Genevieve Antoine Dariaux
1964

***

Obviously, in 2010, ladies don't need hats, gloves, comb cases, and lipstick cases. However, I do think that there is something to be said for neat and attractive handbag and shoe combinations, as well as a tidy interior of one's bag. Personally, as a busy mother of little ones, I have chosen to stick with one color of shoe and bag to simplify things (I simply don't have time to rotate bags and shoes every morning before we start our day). I love that my tan/brown shoes and handbag (I have a canvas Longchamp tote in brown that I will break out soon) go with the neutral colors in my wardrobe - brown, black, gray, navy, and white. Since they match, my accessories look put together even if I am wearing a denim skirt or jeans and running to the market.

Prior to becoming a wife and mother, I bought a few quality matching handbag accessories (key ring, wallet, and planner) to tidy up my handbag. Five years of daily use later, everything is still in great condition (though I lost my keys and beautiful key ring a year or two ago - I keep hoping they will turn up). I would love to add a few beautiful matching pouches to my handbag to hold the smaller things that jumble up along the bottom.

Of course, we all have different styles and tastes. Many women love fabric floral patterned purses, leather ones, diaper bags, or even totes for the things that they need to haul around on a daily basis. Any of these choices can be classy and elegant. I think that the deciding factor in accessory elegance is whether one chooses something that fits their taste, lifestyle, and wardrobe choices.
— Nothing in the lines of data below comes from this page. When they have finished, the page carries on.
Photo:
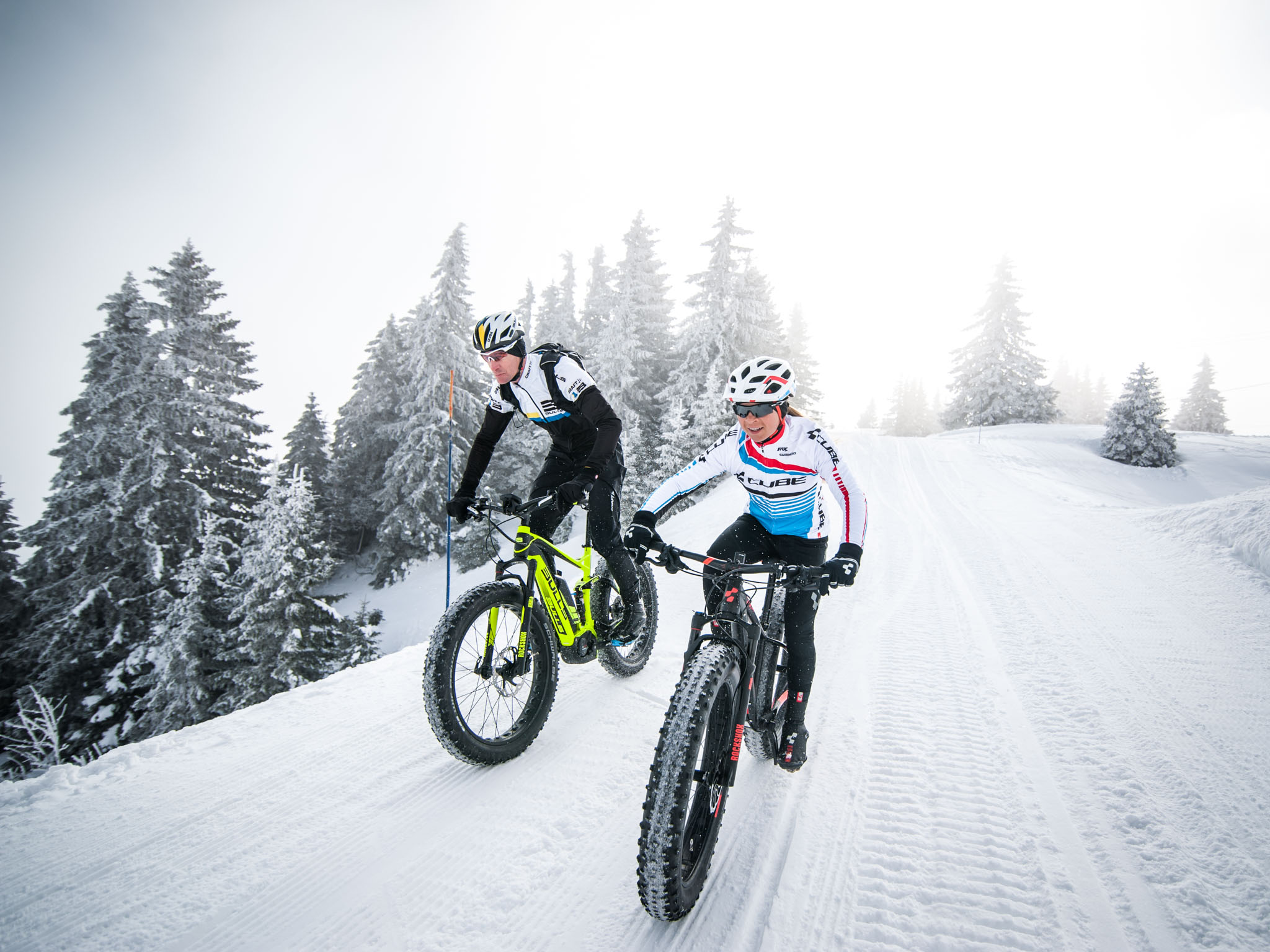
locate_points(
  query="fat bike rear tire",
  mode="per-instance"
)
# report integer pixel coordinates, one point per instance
(606, 607)
(488, 715)
(771, 685)
(687, 786)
In addition, an effort needs to be made to keep ones shoes and bag clean, neat, and in good condition.

I'd love to hear your thoughts on the subject! I find it so interesting to hear your perspective!

Outside Time...

.:Hopscotch:.

.:Bikes:.

.:Digging and Raking:.

.:Birdseed - Good for the birds and great for pretend planting:.
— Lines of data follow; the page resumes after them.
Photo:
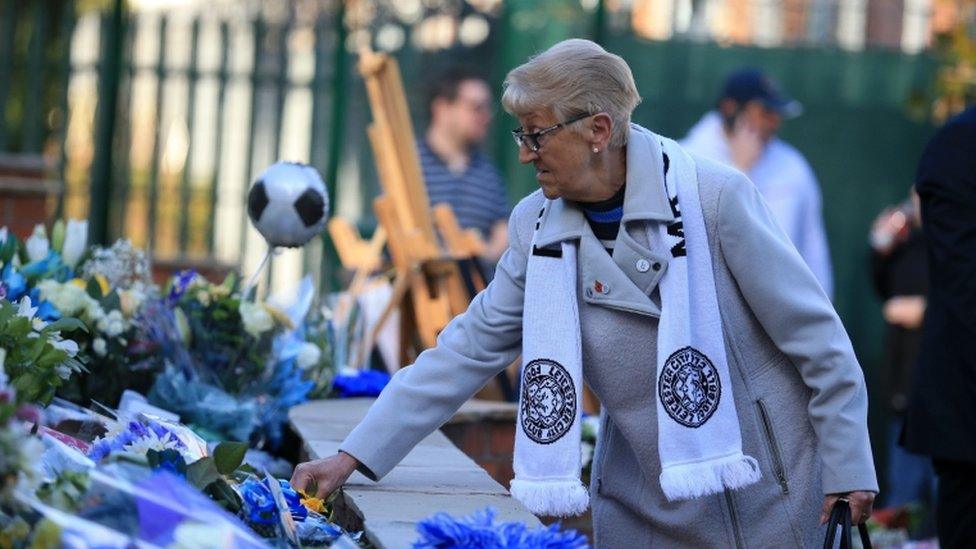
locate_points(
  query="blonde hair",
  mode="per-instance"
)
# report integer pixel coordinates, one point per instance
(572, 78)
We were finally feeling well enough to make it outside today. I was nervous about sending feverish, coughing children outdoors, but our doctor was totally relaxed about it ("if it is nice out, they are dressed warmly, and they want to, they can!")... that made for some happy kidlets!

Wednesday, April 14

What I Wore Wednesday...

I usually buy shoes twice a year (sandals and fall/winter ones) and they are mainly junky ones that I grab up at Target. Recently, my dogs have been barking and I found these Born sandals on sale on Amazon. Luckily, they had my size and let me tell you! Quality shoes are going to be first and foremost on my wardrobe shopping list. There is a huge difference! I wore these all day, and my feet feel great... amazing for a new pair of shoes!

Do you shop for quality or quantity when it comes to shoes?
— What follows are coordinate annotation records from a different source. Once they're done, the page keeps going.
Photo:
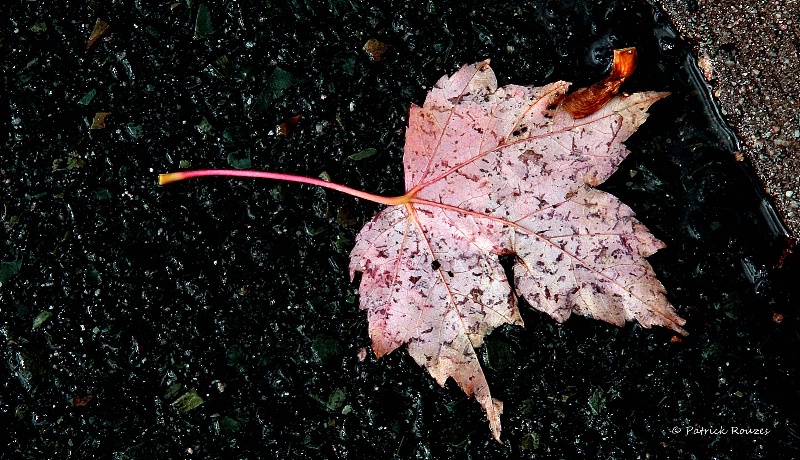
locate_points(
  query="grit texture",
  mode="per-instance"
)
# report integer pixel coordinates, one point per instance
(748, 53)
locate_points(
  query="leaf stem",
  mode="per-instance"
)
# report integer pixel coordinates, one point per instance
(164, 179)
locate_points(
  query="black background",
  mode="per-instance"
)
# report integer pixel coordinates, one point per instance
(238, 289)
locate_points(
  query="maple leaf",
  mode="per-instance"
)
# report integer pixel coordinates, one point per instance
(495, 171)
(502, 171)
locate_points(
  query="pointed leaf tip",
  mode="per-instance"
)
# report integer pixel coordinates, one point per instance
(499, 171)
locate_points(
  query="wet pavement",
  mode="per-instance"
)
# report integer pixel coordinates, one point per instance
(748, 54)
(215, 318)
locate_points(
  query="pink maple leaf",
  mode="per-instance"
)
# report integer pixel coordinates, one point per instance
(492, 171)
(502, 171)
P.S. The white up there is my baby bump!

Tuesday, April 13

The September Issue...

I saw The September Issue dvd in the Redbox machine recently and decided to rent it. It may surprise some of you, but I found it fascinating. For one thing, I like all things New York. For another, I do enjoy the occasional Vogue mag (liberal though it is). As a mom, my style is pretty paired down, but do like fashion (mostly classic pieces, nothing too crazy!) and enjoy shopping and developing my style. I really liked Anna Wintour's look in this documentary - very feminine and British Chic. It was really interesting to me that she could look so feminine, and yet be so condescending and difficult... not attitudes I would attribute to a feminine woman. I thought that she was compensating for a shy personality and at times seemed so sad (possibly because fashion is her life?). I enjoyed the scenes with Grace Coddington, the fashion editor, too!

Have any of you seen it? If you have, I'd love to hear your thoughts.